Selain menyelesaikan sanksi, PT TRPN juga masih terikat kontrak kerja sama dengan Pemerintah Provinsi Jawa Barat hingga tahun 2028. Kontrak tersebut mencakup penyewaan lahan dan pembangunan fasilitas pelabuhan perikanan di kawasan Paljaya.
“Kontrak ini berlaku lima tahun sampai 2028, dengan nomor 45 dari BPKAD Provinsi Jawa Barat. Di situ ada kewajiban kami untuk menyusun feasibility study, master plan penataan kawasan PPI Paljaya, detail engineering design, dan amdal,” ujar Deolipa.
Namun, pelaksanaan kontrak tersebut belum bisa berjalan karena PT TRPN belum memperoleh izin Persetujuan Kesesuaian Kegiatan Pemanfaatan Ruang Laut (PKKPRL) dari KKP.
“Sebenarnya permohonan PKKPRL sudah kami ajukan sejak Februari 2025. Tapi sampai sekarang belum jadi juga. Kami sudah ajukan online dan juga datang langsung ke KKP, tapi izinnya belum keluar,” ungkapnya.
Deolipa menilai lambannya proses perizinan menjadi kendala utama bagi investor yang berusaha mematuhi aturan.

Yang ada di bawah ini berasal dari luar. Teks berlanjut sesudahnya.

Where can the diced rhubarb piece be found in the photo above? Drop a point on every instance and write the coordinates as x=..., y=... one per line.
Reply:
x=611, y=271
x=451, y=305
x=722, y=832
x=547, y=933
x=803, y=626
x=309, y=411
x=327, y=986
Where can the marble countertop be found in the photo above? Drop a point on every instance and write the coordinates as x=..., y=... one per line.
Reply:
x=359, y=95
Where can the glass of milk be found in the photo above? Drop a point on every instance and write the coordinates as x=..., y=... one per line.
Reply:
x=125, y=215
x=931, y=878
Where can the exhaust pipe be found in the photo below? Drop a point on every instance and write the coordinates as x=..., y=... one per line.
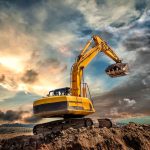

“Kalau kami jalankan proyek tanpa izin, bisa kena pidana. Tapi kalau izin tak kunjung keluar, investasi juga terhambat. Kami minta perhatian KKP supaya perizinan ini segera diproses,” tegasnya.
Kuasa hukum TRPN juga meminta Pemerintah Provinsi Jawa Barat di bawah kepemimpinan Gubernur Dedi Mulyadi agar memperhatikan kontrak kerja sama yang masih berlaku dengan TRPN.
“Kami mohon agar perjanjian ini jangan diabaikan. Kalau sampai ada wanprestasi, bisa jadi persoalan hukum. Kami ingin semua diselesaikan baik-baik,” kata Deolipa.